Hi,
and welcome to the Forums!
First, congratulations, this is the first decent documentation that I' ve seen in the Forums in months. Really helps a lot.
Second, my impression is that you might confuse the term " mail relay" with what you can achieve with a Fortigate.
The FG will accept mail traffic from and to the Exchange server using the external IP and filter for spam if configured to do so. Mail will not be accepted by the FG itself but by the mailserver in your LAN.
A mail relay on the other hand has different functions. It is a server that accepts mail (using mail protocols) and forwards it to another mail server. It might filter for spam as well but that is not included in the relay role itself.
A Fortigate is just a firewall, a FortiMail is a mail server that can act as a mail relay (among other things).
In your case you can use the Fortigate to
- carry traffic from ISP1 to your Exchange server (firewall policy+NAT/port forwarding)
- filter for spam (UTM/AS)
- provide independent internet access for the rest of your LAN via ISP2 (policy routing)
To get started, create a VIP (virtual IP) for your server:
ext. interface: wan1
ext. IP: 185.15.2.1
mapped IP: 128.1.1.2
mapped interface: port X (this detail is missing)
port forward: yes
dest port: ...your choice...one of HTTP(S), IMAP(S), POP3(S), SMTP(S)

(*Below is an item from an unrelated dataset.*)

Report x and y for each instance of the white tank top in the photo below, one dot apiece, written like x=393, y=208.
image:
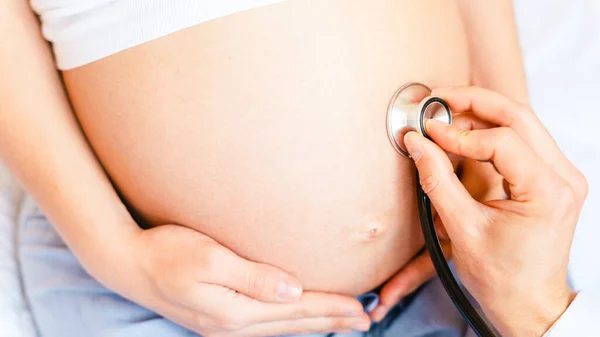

you need one VIP for each port forwarded. If you have more than 1 VIP you can group them together in a VIP group and use just this group in the policy.
firewall policy:
from wan1, addr: all
to port X, addr: VIP or VIP group for mailserver
service: (service group created for mail services)
NAT enabled
Be aware that the 128.1.1.2 does not need to be public - this setup will use the wan1 IP for mail so your DNS MX record would point to the wan1 IP.
This is half of the way. You have to take care of the other internet traffic to use wan2. This is done via policy routing. If you' re new to Fortigates you should have a preparation phase working through the documentation, namely the FortiOS Handbook, chapters on VIP, policies and UTM.
If traffic to and from the mailserver runs smoothly and you receive mail you can set up the anti-spam.
Ede Kernel panic: Aiee, killing interrupt handler!